Pensava, como crente num Deus maior, que aquilo não passava de uma aberração sem alma, e que os planos de seu deus não incluíam clones perpétuos, mesmo que aceitasse a eternidade como uma dádiva. Afinal, como a alma poderia ser recriada???
Achava que, a morte tendo sido banida, deveriam os seres inteligentes resignarem-se aos desígnios do Criador, quano fossem afastados para sempre.
"Até que a vida eterna os separe"! Não foram estes os votos proferidos quando da formalização de sua convivência com Anésia?
Relembrou seus ternos arfares dentro dele, suas unhas delicadas arranhando-lhe as costas, sua ironia altaneira e sua mordacidade humorística, bem como todas as vezes em que debruçaram-se juntos sobre uma nova teoria do Tempo, ou sobre uma nova cultura alienígena...
Veio-lhe à mente que, de todas as humanas terráqueas, ela era certamente uma das mais inteligentes e fisicamente atraentes para seus padrões exigentes, com suas carnes sobrando nas laterais, seus enormes e roliços bíceps e seus cabelos negros como a noite, que parecera derramar-se sobre toda ela, pintando-a no mais puro negrume luzidio que se podia imaginar ou desejar...

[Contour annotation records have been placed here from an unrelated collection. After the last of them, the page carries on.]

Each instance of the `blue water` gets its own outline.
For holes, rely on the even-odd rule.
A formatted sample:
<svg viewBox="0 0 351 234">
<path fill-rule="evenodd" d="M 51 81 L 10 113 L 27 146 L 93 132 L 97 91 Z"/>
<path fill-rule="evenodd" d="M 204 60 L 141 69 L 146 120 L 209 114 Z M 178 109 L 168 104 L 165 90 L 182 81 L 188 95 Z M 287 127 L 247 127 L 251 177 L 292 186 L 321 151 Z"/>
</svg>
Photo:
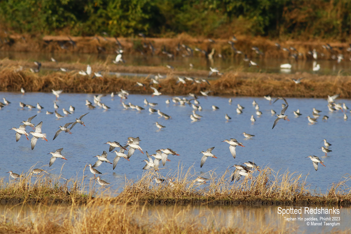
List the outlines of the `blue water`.
<svg viewBox="0 0 351 234">
<path fill-rule="evenodd" d="M 324 193 L 332 183 L 337 183 L 345 174 L 349 173 L 351 167 L 350 113 L 347 112 L 349 118 L 344 121 L 343 113 L 340 111 L 329 113 L 326 101 L 322 99 L 287 99 L 289 107 L 285 114 L 289 115 L 291 121 L 281 120 L 272 129 L 276 117 L 272 116 L 270 110 L 273 109 L 279 113 L 283 102 L 280 100 L 270 105 L 269 102 L 263 98 L 232 98 L 232 104 L 230 105 L 227 97 L 209 96 L 206 99 L 201 97 L 198 100 L 203 111 L 197 113 L 203 117 L 201 121 L 193 122 L 190 118 L 193 110 L 191 107 L 174 106 L 171 100 L 171 103 L 167 105 L 165 100 L 171 100 L 172 97 L 163 95 L 153 98 L 151 95 L 128 96 L 126 103 L 131 102 L 145 108 L 139 113 L 136 111 L 124 110 L 118 97 L 115 97 L 113 100 L 109 95 L 102 98 L 101 102 L 111 107 L 108 111 L 104 111 L 98 107 L 90 110 L 85 106 L 86 99 L 93 102 L 92 94 L 63 93 L 57 102 L 59 106 L 58 112 L 63 115 L 62 108 L 68 109 L 70 105 L 75 107 L 75 111 L 69 116 L 59 120 L 56 119 L 54 114 L 45 114 L 46 111 L 54 112 L 55 98 L 52 94 L 26 93 L 22 95 L 19 93 L 1 92 L 0 97 L 6 98 L 12 102 L 0 111 L 0 158 L 3 162 L 0 168 L 0 176 L 8 176 L 9 174 L 5 173 L 10 170 L 18 174 L 27 173 L 36 163 L 36 168 L 41 167 L 48 171 L 51 170 L 50 173 L 58 174 L 64 163 L 62 177 L 75 178 L 77 174 L 79 177 L 81 177 L 85 166 L 95 163 L 97 158 L 93 157 L 101 155 L 103 151 L 106 151 L 107 159 L 111 162 L 113 161 L 115 154 L 109 152 L 109 146 L 104 143 L 109 141 L 122 144 L 130 136 L 140 137 L 140 146 L 144 153 L 147 151 L 150 154 L 155 153 L 156 150 L 168 148 L 180 154 L 179 156 L 170 155 L 168 158 L 171 161 L 167 162 L 164 167 L 161 165 L 161 168 L 164 168 L 160 169 L 159 176 L 161 177 L 176 172 L 178 163 L 182 164 L 186 169 L 193 165 L 192 173 L 197 175 L 204 173 L 203 176 L 208 177 L 208 172 L 211 170 L 215 169 L 216 173 L 220 174 L 234 164 L 250 161 L 261 167 L 268 166 L 276 171 L 281 169 L 281 173 L 288 169 L 303 175 L 309 173 L 306 181 L 310 184 L 311 189 L 316 188 L 317 192 L 320 191 Z M 147 109 L 148 107 L 144 106 L 145 98 L 149 102 L 158 103 L 154 108 L 159 109 L 171 116 L 172 119 L 159 118 L 157 113 L 150 114 Z M 263 113 L 261 117 L 256 115 L 256 110 L 252 105 L 253 100 L 259 105 L 260 110 Z M 26 108 L 22 110 L 19 107 L 20 101 L 34 106 L 39 102 L 45 109 L 39 113 L 36 109 L 29 111 Z M 345 102 L 351 107 L 350 100 L 340 99 L 336 101 Z M 237 103 L 245 107 L 241 114 L 237 114 Z M 218 107 L 219 109 L 212 110 L 212 105 Z M 306 117 L 308 115 L 312 117 L 313 107 L 322 112 L 318 122 L 310 125 Z M 298 108 L 303 115 L 295 118 L 292 112 Z M 59 126 L 74 122 L 75 118 L 87 112 L 90 113 L 82 119 L 85 127 L 77 124 L 72 129 L 72 135 L 61 132 L 52 140 Z M 229 122 L 226 122 L 224 118 L 226 114 L 232 118 Z M 22 135 L 16 142 L 15 131 L 8 129 L 13 127 L 18 127 L 21 121 L 35 114 L 38 115 L 32 122 L 36 125 L 43 121 L 42 132 L 47 134 L 48 142 L 39 139 L 32 151 L 30 141 L 27 141 Z M 254 124 L 251 124 L 250 120 L 252 114 L 256 120 Z M 326 122 L 321 120 L 325 115 L 329 116 Z M 156 121 L 166 127 L 158 131 L 154 124 Z M 28 132 L 32 131 L 28 127 L 26 129 Z M 249 140 L 245 139 L 241 134 L 244 132 L 255 136 Z M 30 140 L 31 137 L 31 135 L 28 137 Z M 237 147 L 235 159 L 229 151 L 229 144 L 220 142 L 231 138 L 236 139 L 245 146 Z M 318 149 L 324 146 L 322 141 L 324 139 L 332 144 L 330 149 L 332 152 L 329 153 L 326 157 L 324 157 L 322 149 Z M 212 152 L 218 158 L 208 158 L 200 168 L 200 160 L 203 154 L 199 153 L 213 146 L 215 148 Z M 47 154 L 61 148 L 64 148 L 61 153 L 68 161 L 58 158 L 49 167 L 51 155 Z M 326 167 L 319 164 L 318 171 L 315 171 L 311 160 L 305 158 L 309 155 L 319 157 L 324 161 Z M 111 184 L 111 189 L 120 190 L 125 184 L 126 179 L 135 181 L 142 175 L 144 170 L 142 168 L 145 163 L 141 161 L 146 158 L 146 154 L 137 150 L 130 159 L 130 161 L 121 159 L 114 170 L 112 165 L 105 163 L 96 168 L 102 173 L 101 178 Z M 88 168 L 86 169 L 85 174 L 88 178 L 94 177 Z M 350 186 L 349 182 L 346 185 Z M 97 186 L 99 187 L 98 185 Z"/>
</svg>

Suspirou novamente, de saudades físicas, emocionais, mentais, olfativas...
Como recusar o que ela lhe ofertava, de tão longe, onde (quando), possivelmente, já estaria enveredando por novas experiências sensório-corporais, nos seus intermináveis intercâmbios com as outras humanidades?
Bem, pensou, esta nova Anésia certamente levaria um susto ao se deparar com um Flavius bem diferente de suas memórias chipadas!

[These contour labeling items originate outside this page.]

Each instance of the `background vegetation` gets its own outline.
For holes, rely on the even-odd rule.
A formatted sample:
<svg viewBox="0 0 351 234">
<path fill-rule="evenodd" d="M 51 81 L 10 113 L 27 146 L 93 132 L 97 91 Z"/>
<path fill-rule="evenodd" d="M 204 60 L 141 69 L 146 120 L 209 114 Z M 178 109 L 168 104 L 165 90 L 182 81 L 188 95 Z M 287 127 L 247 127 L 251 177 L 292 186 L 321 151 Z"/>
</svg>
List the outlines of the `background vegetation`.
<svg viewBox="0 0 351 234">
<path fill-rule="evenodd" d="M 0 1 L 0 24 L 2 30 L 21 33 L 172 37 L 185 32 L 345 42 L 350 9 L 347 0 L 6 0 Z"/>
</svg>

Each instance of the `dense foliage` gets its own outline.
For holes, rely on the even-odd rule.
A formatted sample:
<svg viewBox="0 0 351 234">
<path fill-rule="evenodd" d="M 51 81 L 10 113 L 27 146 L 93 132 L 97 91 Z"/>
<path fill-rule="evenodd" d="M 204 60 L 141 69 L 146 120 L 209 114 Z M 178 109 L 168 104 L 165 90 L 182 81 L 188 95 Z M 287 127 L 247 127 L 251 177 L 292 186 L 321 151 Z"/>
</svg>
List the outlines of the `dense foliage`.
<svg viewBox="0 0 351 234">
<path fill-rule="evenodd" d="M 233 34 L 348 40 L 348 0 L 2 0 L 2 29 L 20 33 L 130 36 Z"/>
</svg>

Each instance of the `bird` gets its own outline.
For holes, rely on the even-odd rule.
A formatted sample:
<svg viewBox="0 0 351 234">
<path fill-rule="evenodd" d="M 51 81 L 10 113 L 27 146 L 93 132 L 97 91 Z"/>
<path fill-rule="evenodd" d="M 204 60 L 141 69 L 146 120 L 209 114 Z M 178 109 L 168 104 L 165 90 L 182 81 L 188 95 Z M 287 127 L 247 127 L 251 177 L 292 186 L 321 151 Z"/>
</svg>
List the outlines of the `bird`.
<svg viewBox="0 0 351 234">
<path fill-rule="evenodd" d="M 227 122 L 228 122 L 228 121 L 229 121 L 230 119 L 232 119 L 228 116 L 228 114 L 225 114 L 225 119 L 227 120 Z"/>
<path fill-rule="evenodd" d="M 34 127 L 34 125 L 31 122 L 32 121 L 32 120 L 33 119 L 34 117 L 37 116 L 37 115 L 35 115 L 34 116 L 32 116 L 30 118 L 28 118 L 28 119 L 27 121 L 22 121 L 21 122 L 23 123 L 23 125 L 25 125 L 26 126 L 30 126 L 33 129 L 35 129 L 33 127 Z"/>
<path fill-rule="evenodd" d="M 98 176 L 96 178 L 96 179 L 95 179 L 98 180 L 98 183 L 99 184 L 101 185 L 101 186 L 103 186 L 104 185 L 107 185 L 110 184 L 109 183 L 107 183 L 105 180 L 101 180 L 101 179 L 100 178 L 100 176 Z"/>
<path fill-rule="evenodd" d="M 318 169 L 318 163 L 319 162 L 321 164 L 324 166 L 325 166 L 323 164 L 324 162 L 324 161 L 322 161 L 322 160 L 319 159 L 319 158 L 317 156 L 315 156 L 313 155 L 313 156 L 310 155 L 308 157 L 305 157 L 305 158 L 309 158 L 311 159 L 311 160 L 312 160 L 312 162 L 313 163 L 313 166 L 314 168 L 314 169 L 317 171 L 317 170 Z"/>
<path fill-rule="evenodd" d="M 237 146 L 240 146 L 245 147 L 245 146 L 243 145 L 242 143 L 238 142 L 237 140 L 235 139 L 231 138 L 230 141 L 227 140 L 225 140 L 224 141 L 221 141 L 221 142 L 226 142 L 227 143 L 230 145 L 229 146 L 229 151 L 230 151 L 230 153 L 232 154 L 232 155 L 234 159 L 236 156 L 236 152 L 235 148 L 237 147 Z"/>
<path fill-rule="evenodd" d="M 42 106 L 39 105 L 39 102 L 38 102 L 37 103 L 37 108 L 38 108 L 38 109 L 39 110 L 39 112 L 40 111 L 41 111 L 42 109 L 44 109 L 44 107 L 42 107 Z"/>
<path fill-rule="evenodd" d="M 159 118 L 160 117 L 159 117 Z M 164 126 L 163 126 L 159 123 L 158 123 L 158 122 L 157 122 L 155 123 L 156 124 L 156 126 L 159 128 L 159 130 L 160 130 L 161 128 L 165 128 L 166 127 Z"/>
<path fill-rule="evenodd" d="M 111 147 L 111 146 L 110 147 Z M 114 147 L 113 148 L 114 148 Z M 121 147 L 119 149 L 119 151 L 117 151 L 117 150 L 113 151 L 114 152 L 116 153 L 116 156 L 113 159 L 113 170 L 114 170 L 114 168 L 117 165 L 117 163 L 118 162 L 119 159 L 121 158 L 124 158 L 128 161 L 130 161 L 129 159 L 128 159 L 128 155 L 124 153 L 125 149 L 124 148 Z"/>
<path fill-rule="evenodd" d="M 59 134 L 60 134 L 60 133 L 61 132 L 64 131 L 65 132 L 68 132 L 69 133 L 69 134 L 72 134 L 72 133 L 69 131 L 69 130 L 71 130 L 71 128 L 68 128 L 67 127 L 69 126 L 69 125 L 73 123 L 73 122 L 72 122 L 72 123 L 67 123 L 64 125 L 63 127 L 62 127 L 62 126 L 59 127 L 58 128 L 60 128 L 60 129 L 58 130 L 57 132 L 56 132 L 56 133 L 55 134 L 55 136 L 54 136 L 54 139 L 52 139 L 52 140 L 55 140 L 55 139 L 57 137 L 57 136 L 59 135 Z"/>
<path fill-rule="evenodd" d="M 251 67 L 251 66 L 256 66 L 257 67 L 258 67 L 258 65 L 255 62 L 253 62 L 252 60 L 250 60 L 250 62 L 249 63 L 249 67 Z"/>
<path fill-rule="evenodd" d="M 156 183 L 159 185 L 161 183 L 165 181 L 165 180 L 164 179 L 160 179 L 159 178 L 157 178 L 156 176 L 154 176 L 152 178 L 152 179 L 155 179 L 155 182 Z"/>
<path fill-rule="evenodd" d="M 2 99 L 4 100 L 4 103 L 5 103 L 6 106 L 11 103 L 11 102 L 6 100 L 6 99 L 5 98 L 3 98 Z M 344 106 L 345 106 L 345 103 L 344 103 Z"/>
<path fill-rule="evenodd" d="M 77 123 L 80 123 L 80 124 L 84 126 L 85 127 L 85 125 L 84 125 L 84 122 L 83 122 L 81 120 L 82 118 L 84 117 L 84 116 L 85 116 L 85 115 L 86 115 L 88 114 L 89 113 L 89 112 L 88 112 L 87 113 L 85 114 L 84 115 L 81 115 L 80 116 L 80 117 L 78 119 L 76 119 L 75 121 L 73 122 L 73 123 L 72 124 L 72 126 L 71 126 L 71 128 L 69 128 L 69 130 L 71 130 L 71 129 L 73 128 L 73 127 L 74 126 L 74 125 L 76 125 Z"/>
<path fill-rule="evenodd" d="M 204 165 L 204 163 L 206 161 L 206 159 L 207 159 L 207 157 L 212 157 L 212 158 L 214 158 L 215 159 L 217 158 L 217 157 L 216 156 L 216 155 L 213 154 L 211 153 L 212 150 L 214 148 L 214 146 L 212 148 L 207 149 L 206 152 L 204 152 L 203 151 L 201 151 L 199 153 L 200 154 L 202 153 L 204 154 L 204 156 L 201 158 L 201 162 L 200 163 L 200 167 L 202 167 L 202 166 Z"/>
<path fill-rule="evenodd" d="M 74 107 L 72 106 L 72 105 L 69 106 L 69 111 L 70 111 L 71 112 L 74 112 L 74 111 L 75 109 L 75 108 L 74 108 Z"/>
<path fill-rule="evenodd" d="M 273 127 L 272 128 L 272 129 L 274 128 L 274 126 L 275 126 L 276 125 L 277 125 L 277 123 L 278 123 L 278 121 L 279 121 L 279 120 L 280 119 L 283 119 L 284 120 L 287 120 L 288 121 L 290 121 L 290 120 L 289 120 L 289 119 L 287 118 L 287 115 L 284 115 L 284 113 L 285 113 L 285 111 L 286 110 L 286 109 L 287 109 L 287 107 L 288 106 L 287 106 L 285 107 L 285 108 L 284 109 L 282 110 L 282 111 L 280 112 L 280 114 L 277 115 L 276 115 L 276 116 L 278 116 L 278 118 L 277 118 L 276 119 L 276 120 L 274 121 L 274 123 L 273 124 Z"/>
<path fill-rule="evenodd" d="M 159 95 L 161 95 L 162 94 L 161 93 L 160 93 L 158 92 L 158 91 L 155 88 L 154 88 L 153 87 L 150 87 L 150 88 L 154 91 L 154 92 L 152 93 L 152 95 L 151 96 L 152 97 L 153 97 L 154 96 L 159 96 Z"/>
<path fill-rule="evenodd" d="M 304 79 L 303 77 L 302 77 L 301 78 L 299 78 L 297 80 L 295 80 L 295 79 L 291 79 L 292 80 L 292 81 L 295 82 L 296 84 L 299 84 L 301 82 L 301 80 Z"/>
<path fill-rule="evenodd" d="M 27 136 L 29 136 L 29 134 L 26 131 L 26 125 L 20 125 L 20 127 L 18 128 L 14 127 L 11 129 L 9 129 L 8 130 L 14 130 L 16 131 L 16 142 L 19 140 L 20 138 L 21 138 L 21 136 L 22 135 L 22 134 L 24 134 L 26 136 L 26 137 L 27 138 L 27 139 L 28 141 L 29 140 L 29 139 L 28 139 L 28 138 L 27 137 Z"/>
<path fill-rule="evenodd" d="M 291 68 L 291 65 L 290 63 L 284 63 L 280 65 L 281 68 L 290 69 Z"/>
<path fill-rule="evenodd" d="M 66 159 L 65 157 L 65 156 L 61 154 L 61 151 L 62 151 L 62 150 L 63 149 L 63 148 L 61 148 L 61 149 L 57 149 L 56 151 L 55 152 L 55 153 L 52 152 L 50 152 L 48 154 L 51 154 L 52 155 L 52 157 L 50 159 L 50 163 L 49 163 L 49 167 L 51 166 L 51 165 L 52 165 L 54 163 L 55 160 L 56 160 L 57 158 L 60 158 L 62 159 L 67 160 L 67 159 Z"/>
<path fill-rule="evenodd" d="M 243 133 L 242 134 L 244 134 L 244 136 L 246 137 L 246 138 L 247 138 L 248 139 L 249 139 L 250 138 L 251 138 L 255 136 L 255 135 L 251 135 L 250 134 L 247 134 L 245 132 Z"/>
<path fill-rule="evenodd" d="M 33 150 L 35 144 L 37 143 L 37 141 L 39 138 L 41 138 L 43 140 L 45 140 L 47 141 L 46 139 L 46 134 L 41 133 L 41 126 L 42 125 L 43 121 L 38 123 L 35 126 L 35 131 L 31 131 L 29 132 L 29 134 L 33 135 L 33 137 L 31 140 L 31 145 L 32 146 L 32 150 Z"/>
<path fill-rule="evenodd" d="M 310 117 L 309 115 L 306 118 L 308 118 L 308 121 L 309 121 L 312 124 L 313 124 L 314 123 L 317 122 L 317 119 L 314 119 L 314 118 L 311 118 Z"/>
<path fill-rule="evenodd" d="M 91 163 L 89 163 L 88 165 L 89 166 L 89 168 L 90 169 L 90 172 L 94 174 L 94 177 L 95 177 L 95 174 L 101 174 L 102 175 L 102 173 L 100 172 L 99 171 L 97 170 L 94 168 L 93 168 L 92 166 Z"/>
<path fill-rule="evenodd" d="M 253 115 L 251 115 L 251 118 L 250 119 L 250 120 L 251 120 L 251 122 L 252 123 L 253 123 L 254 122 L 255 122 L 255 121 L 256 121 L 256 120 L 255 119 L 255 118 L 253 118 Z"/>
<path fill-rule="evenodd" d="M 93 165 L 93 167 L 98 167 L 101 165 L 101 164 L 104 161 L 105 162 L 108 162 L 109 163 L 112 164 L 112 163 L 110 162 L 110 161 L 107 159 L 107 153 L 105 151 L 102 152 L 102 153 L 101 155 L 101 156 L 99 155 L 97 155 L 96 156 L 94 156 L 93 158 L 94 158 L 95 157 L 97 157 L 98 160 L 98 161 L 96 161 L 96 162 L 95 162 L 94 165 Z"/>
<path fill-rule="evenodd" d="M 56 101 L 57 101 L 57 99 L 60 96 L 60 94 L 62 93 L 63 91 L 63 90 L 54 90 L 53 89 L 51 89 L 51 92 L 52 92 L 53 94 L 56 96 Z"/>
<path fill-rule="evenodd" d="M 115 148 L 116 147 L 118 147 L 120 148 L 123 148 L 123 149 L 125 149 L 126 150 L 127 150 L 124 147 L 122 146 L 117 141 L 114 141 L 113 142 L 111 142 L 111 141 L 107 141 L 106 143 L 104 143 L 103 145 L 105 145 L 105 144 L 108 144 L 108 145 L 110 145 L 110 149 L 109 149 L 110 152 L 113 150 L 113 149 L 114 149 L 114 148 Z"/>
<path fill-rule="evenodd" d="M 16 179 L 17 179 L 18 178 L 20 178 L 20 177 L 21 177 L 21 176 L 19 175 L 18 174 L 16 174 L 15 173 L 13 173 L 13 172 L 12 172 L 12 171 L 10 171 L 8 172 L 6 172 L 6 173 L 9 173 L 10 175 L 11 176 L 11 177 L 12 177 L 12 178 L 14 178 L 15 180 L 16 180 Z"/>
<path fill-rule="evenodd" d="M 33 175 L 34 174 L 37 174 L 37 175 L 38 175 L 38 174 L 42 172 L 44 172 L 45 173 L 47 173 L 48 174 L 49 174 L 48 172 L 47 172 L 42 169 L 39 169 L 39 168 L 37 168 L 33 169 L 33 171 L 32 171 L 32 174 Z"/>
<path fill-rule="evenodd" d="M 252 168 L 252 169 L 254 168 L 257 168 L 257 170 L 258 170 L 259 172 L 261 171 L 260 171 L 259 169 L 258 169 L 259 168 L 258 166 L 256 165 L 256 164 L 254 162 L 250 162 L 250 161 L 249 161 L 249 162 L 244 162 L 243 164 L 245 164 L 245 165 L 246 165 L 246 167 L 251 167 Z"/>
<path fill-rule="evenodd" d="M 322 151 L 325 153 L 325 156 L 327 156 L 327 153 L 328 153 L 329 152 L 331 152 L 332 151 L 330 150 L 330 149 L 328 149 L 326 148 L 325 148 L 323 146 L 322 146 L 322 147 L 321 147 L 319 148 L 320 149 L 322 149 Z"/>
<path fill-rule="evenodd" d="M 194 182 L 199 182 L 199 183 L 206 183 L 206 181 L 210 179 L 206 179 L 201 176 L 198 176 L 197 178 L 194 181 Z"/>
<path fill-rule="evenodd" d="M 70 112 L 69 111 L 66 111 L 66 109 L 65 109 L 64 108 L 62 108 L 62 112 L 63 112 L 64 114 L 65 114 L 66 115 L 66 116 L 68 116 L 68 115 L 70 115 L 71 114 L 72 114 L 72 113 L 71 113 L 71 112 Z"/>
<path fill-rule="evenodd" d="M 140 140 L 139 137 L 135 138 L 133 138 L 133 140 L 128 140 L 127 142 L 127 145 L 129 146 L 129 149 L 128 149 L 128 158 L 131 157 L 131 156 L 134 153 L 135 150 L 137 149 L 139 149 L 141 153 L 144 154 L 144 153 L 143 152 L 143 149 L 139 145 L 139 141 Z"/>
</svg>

Ele tornava-se ateu, no exato momento em que decidia acolher o clone na sua vida, como acolhera Anésia, e ela a ele!
Seriam felizes para sempre?
Ela seria novamente uma Capitã da Esquadria Espaço-Temporal ou escolheria algo mais terreno?

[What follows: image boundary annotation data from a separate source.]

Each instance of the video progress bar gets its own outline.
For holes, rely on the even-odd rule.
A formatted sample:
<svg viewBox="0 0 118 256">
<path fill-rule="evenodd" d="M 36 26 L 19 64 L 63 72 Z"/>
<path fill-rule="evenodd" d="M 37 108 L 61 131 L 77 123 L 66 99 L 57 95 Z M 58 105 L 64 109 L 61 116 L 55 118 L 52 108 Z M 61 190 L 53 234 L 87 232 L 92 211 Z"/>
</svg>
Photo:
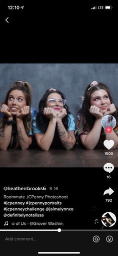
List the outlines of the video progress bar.
<svg viewBox="0 0 118 256">
<path fill-rule="evenodd" d="M 61 232 L 62 229 L 0 229 L 0 231 L 56 231 Z"/>
<path fill-rule="evenodd" d="M 38 254 L 80 254 L 80 251 L 40 251 Z"/>
</svg>

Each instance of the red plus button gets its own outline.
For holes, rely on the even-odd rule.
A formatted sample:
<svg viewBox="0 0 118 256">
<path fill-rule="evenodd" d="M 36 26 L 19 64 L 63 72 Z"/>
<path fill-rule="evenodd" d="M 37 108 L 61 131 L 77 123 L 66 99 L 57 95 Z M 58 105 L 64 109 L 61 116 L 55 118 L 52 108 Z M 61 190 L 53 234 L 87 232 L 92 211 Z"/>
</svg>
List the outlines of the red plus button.
<svg viewBox="0 0 118 256">
<path fill-rule="evenodd" d="M 110 133 L 112 133 L 112 127 L 110 127 L 110 126 L 108 126 L 108 127 L 106 128 L 106 132 L 108 134 L 110 134 Z"/>
</svg>

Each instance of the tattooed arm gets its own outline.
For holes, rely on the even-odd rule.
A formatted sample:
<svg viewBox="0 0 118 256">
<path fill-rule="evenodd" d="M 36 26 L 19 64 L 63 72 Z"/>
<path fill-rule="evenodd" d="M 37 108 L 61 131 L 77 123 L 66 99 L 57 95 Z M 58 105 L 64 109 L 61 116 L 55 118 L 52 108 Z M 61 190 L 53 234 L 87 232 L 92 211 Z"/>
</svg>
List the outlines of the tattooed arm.
<svg viewBox="0 0 118 256">
<path fill-rule="evenodd" d="M 65 108 L 62 109 L 62 113 L 58 115 L 57 125 L 58 135 L 62 144 L 67 150 L 71 150 L 76 144 L 76 138 L 74 131 L 67 131 L 62 122 L 62 116 L 63 117 L 66 115 L 66 111 Z"/>
<path fill-rule="evenodd" d="M 44 107 L 43 114 L 50 119 L 47 130 L 44 134 L 36 133 L 35 137 L 38 145 L 42 150 L 48 151 L 52 143 L 56 130 L 56 115 L 53 108 Z"/>
<path fill-rule="evenodd" d="M 12 120 L 12 118 L 8 119 L 8 121 Z M 6 124 L 4 129 L 0 133 L 0 149 L 6 150 L 10 143 L 12 133 L 12 124 L 8 125 Z"/>
<path fill-rule="evenodd" d="M 32 136 L 28 136 L 24 129 L 22 117 L 28 114 L 30 111 L 29 106 L 25 106 L 21 109 L 22 111 L 16 115 L 16 122 L 18 139 L 22 150 L 28 149 L 32 142 Z"/>
<path fill-rule="evenodd" d="M 2 105 L 0 112 L 7 117 L 8 121 L 12 121 L 13 117 L 8 111 L 7 105 L 3 104 Z M 2 150 L 6 150 L 12 137 L 12 124 L 9 125 L 6 124 L 4 130 L 0 131 L 0 149 Z"/>
</svg>

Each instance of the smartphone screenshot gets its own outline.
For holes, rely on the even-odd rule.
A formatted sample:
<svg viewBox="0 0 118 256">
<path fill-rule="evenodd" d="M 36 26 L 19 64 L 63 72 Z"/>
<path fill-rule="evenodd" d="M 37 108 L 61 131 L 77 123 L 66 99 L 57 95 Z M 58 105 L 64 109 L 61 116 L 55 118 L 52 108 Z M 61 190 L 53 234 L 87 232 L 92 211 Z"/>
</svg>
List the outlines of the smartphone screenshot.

Que novas possibilidades adviriam desta outra muher que teria que encontrar um lugar na sociedade, sem que a sombra da outra a tolhesse e delimitasse?
Teriam a eternidade toda para descobrir, riu-se ele, totalmente esquecido do Inferno e da Salvação, e ponderando sobre uma nova coleção de holografias que vira numa galeria, muito menos sanguinolentas e mais condizentes com suas novas convicções, do que as terríveis imagens mórbidas de dor que enxameavam na sala, as quais a sua Anésia realmente nunca apreciara...
E voltou correndo para a cozinha, onde a fumaça de um assado politicamente incorreto nestes novos tempos vegetarianos
enegrecia-se rapidamente, disparando os sensores anti incêndios.
Mal podia esperar pelas próximas reuniões na Universidade!
Seus colegas terráqueoas teriam muito que rir-se dele, imaginou, mas tomariam aquilo muito mais como outra extavagância de um Humano Extraterrestre do que como uma séria mudança de convicções.
Como, alías, haviam feito ao descobrirem-no seguidor das Religiões Mortas de 10 séculos atrás.